Some software applications have value for businesses in a wide variety of industries. These horizontal market software applications solve common problems, regardless of industry or business type. Conversely, vertical market software applications are designed for a specific market and answer industry-specific needs or support industry-specific workflows.
Which category does your software fall into — and are you sure?
The Horizontal Market-Vertical Market Gray Area
A seemingly simple example of classifying software as either “horizontal” or “vertical” is a basic invoicing application. All businesses need the ability to invoice, so it seems like invoicing software would apply to anyone. It should be a horizontal market application, right? But two businesses download the software, one a handcrafted toy manufacturer and the other, a fitness club — and it’s possible that both are soon frustrated with the application.
The toy company sells both to retailers and to consumers, so it needs to invoice specific products individually or discounted in bulk and add shipping and tax, when applicable. The fitness club offers memberships by the year for the first year and on a monthly basis thereafter. It also sells a variety of products, some taxable and some not, and it bills by the hour for sessions with personal trainers.
The software in our example fails to meet all of the needs of either company, so it would require the user to adapt their invoicing process to the software, which probably isn’t an option, or to find an application that’s right for their business. The prevalence of Software as a Service (SaaS) has made so many options available, most for monthly fees rather than upfront capital expenses, so trying different software is much easier than when software was sold primarily through a traditional, on-premises model.
If you carefully evaluate your application, you will probably see that it works best for certain types of businesses. It may work for a variety of businesses across industries, or maybe it’s best suited to a specific vertical. An honest evaluation may also reveal that you’ve been too narrow in your approach and your solution may actually also benefit businesses beyond the market you’ve been targeting.
The Importance of the Demo
Once you’ve confirmed that your application suits the needs of the businesses in your target market, whether horizontal, vertical, or niche, you will probably encounter customers or prospects that are also talking to your competition. If your application is flexible enough to meet the needs of different types of businesses, inevitably, your competition will do its best to convince your customers that their software built specifically for their industry will be the most beneficial to them. If you market your software as purpose-built for a particular market, your competition will tout the benefits of its software, which has been proven in a broader market and allegedly can be customized for any industry.
The best way to prove that your software is the right choice is an appropriate demonstration. For a simple application, a limited demo may be enough to show that your claims that the software is right for the business are true. For an application designed to play a bigger role in operational efficiency, however, allowing the prospect to use the full application on a trial basis may be necessary.
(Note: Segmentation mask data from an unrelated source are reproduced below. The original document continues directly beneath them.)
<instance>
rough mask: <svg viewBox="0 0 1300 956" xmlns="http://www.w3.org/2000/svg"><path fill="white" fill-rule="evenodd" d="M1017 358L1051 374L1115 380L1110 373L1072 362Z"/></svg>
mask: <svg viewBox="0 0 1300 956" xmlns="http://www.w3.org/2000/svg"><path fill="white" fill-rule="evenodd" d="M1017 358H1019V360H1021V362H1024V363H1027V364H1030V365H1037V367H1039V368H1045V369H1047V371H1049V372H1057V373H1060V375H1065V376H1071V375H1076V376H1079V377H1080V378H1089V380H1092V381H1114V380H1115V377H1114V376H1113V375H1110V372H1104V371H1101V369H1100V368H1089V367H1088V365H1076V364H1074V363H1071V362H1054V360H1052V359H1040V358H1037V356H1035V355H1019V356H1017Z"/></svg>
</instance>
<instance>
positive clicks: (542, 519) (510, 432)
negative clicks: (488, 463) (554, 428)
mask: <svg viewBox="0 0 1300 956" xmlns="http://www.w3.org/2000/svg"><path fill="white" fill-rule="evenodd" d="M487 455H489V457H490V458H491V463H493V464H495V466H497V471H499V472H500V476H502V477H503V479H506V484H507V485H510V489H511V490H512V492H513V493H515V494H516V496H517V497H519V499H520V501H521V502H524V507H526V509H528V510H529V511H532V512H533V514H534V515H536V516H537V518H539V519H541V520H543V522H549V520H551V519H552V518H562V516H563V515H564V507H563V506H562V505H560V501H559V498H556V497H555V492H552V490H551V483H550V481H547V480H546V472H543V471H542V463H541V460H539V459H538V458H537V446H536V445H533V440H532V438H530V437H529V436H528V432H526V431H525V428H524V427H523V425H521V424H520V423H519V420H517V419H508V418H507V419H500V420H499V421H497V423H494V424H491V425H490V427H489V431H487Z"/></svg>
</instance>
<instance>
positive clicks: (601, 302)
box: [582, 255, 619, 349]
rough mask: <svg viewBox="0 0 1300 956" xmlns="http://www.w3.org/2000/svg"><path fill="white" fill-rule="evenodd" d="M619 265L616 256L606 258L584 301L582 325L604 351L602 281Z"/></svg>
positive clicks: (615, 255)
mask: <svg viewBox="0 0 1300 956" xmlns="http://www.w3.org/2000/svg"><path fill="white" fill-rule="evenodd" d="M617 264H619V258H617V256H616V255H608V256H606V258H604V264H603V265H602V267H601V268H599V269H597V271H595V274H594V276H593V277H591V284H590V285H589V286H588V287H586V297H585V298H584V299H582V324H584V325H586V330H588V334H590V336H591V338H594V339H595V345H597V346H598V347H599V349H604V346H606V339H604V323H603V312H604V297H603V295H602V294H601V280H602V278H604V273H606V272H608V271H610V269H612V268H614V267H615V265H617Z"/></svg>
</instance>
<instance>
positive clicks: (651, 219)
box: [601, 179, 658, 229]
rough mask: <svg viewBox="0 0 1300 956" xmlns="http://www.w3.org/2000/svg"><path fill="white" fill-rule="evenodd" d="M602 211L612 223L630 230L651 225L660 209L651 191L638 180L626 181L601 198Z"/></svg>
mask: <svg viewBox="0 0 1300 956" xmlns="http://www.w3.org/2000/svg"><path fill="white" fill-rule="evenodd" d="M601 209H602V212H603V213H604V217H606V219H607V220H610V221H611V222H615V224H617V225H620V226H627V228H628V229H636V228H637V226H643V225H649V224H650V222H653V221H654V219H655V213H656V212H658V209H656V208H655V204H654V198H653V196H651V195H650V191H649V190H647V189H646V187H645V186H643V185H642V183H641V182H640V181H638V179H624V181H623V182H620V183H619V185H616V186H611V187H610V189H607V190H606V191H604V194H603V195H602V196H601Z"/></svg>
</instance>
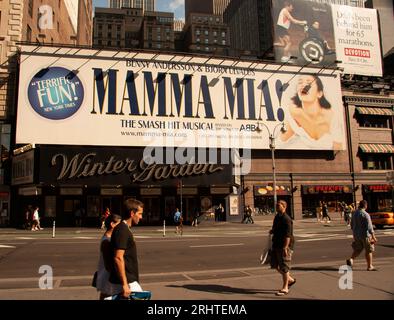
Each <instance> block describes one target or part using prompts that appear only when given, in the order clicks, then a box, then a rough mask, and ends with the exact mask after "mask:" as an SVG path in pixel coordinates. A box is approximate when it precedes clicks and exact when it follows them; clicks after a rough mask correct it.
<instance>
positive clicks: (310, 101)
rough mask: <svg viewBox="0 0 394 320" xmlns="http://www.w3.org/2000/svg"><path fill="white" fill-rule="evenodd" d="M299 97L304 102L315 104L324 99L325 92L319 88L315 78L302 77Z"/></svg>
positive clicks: (298, 83) (301, 78)
mask: <svg viewBox="0 0 394 320" xmlns="http://www.w3.org/2000/svg"><path fill="white" fill-rule="evenodd" d="M297 95H298V97H299V98H300V100H301V101H302V102H303V103H304V102H313V101H315V100H318V99H319V98H321V97H322V95H323V92H321V91H319V89H318V88H317V83H316V79H315V78H314V77H313V76H301V77H300V78H299V79H298V83H297Z"/></svg>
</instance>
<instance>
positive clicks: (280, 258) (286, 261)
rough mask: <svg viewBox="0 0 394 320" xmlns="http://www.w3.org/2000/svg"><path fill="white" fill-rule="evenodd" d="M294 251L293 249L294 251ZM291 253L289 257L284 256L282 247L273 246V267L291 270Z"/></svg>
mask: <svg viewBox="0 0 394 320" xmlns="http://www.w3.org/2000/svg"><path fill="white" fill-rule="evenodd" d="M292 252H293V251H291V253H292ZM290 262H291V255H290V257H288V258H287V259H286V258H285V257H283V249H282V248H279V249H278V248H272V250H271V268H272V269H278V270H279V271H281V272H283V273H287V272H289V271H290Z"/></svg>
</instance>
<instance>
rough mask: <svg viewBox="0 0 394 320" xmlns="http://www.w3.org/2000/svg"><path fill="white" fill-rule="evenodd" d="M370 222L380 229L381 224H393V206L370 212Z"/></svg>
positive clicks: (384, 224)
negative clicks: (371, 221)
mask: <svg viewBox="0 0 394 320" xmlns="http://www.w3.org/2000/svg"><path fill="white" fill-rule="evenodd" d="M369 215H370V216H371V220H372V224H373V225H375V227H376V228H377V229H382V228H383V226H392V225H394V213H393V208H385V209H381V210H379V211H377V212H371V213H370V214H369Z"/></svg>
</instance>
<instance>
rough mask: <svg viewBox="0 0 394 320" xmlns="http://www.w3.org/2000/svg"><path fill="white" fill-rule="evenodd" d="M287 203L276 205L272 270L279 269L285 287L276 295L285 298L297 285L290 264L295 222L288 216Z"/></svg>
mask: <svg viewBox="0 0 394 320" xmlns="http://www.w3.org/2000/svg"><path fill="white" fill-rule="evenodd" d="M286 208H287V203H286V201H284V200H279V201H278V203H277V204H276V211H277V214H276V215H275V218H274V223H273V225H272V230H271V231H270V233H271V234H272V235H273V236H272V254H271V268H273V269H277V270H278V272H279V273H280V274H281V275H282V279H283V286H282V289H281V290H279V291H278V292H277V293H276V295H277V296H284V295H286V294H288V293H289V288H290V287H291V286H292V285H294V284H295V283H296V279H295V278H293V277H292V276H291V275H290V262H291V256H292V253H293V248H294V237H293V221H292V220H291V218H290V217H289V216H288V215H287V214H286Z"/></svg>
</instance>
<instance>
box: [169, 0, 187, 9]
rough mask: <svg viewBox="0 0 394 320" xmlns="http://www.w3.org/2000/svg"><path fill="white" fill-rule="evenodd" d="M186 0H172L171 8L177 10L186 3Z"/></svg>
mask: <svg viewBox="0 0 394 320" xmlns="http://www.w3.org/2000/svg"><path fill="white" fill-rule="evenodd" d="M184 3H185V1H184V0H172V1H171V3H170V4H169V7H170V9H172V10H176V9H178V8H179V7H182V6H183V5H184Z"/></svg>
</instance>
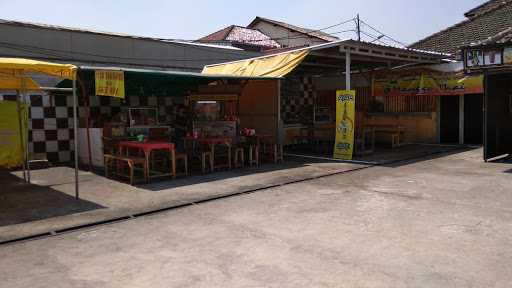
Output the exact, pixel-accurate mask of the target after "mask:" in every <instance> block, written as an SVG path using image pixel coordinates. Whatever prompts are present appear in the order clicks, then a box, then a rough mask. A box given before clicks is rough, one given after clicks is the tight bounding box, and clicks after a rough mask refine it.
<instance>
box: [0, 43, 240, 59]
mask: <svg viewBox="0 0 512 288" xmlns="http://www.w3.org/2000/svg"><path fill="white" fill-rule="evenodd" d="M0 47H4V48H9V49H14V50H18V51H23V52H29V53H38V54H43V55H47V56H52V57H60V56H62V54H66V55H74V54H77V55H84V56H92V57H99V58H110V59H120V60H139V61H176V62H204V61H228V60H233V58H205V59H184V58H137V57H120V56H107V55H100V54H94V53H87V52H78V51H73V52H69V51H64V50H59V49H50V48H42V47H36V46H29V45H19V44H11V43H6V42H0ZM208 51H209V50H208ZM58 53H61V54H58ZM237 55H238V56H242V55H241V54H237Z"/></svg>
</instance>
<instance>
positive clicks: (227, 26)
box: [198, 25, 236, 41]
mask: <svg viewBox="0 0 512 288" xmlns="http://www.w3.org/2000/svg"><path fill="white" fill-rule="evenodd" d="M235 26H236V25H229V26H227V27H225V28H222V29H220V30H217V31H215V32H213V33H210V34H208V35H206V36H204V37H201V38H199V39H198V40H199V41H201V40H208V38H210V37H212V36H214V35H216V34H220V33H224V35H225V36H224V37H227V36H228V35H229V33H231V31H233V28H235ZM224 37H222V38H224Z"/></svg>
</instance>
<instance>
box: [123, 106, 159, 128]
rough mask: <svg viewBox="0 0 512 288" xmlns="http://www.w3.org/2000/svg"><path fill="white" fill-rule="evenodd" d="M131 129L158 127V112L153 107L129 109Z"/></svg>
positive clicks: (129, 115)
mask: <svg viewBox="0 0 512 288" xmlns="http://www.w3.org/2000/svg"><path fill="white" fill-rule="evenodd" d="M128 117H129V120H130V127H148V126H157V125H158V110H157V109H156V108H152V107H146V108H129V109H128Z"/></svg>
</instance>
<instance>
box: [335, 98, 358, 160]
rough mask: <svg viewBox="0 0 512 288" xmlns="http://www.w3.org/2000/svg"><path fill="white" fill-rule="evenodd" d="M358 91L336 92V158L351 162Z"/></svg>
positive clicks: (335, 151)
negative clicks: (357, 93) (356, 93)
mask: <svg viewBox="0 0 512 288" xmlns="http://www.w3.org/2000/svg"><path fill="white" fill-rule="evenodd" d="M355 116H356V91H354V90H338V91H336V140H335V142H334V158H336V159H342V160H351V159H352V155H353V153H354V131H355V119H356V117H355Z"/></svg>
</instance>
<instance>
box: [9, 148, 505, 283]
mask: <svg viewBox="0 0 512 288" xmlns="http://www.w3.org/2000/svg"><path fill="white" fill-rule="evenodd" d="M480 152H481V151H478V150H476V151H470V152H465V153H459V154H454V155H450V156H446V157H442V158H438V159H432V160H425V161H421V162H417V163H412V164H409V165H404V166H398V167H374V168H369V169H365V170H361V171H358V172H353V173H350V174H345V175H338V176H332V177H327V178H322V179H318V180H315V181H309V182H303V183H298V184H293V185H288V186H284V187H280V188H277V189H271V190H265V191H261V192H258V193H254V194H249V195H243V196H238V197H234V198H226V199H223V200H220V201H215V202H209V203H205V204H201V205H196V206H192V207H187V208H183V209H179V210H174V211H170V212H166V213H163V214H158V215H154V216H150V217H145V218H139V219H136V220H131V221H127V222H123V223H116V224H112V225H108V226H103V227H97V228H94V229H92V230H89V231H80V232H75V233H70V234H66V235H60V236H57V237H52V238H47V239H44V240H38V241H32V242H26V243H22V244H16V245H10V246H4V247H0V287H10V288H15V287H510V283H512V165H511V164H485V163H482V162H481V161H480V157H481V156H480V155H481V154H480Z"/></svg>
It goes without saying that everything you say about your software has to be true, as evidenced by the demo. It would not be wise to try to counter competitors by saying your software does something it doesn’t do. Your software is right for the right customer. Maintain that integrity.
Be All Things to the Right People
Your software won’t work for everyone. Accurately defining your market, whether horizontal or vertical, for your software application is crucial to business success. Incorrectly defining your target market will mean nothing but wasted time and resources attempting to sell your software to businesses that soon discover that it doesn’t support their operations. It’s also a more cost-effective way for an ISV to operate. Meridian Capital’s Software-as-a-Service Spring 2017 M&A Update reports that SaaS companies with a precisely targeted customer base can acquire customers eight times less expensively than those targeting broader markets, experience less churn, and develop relationships that can lead to upselling in the future.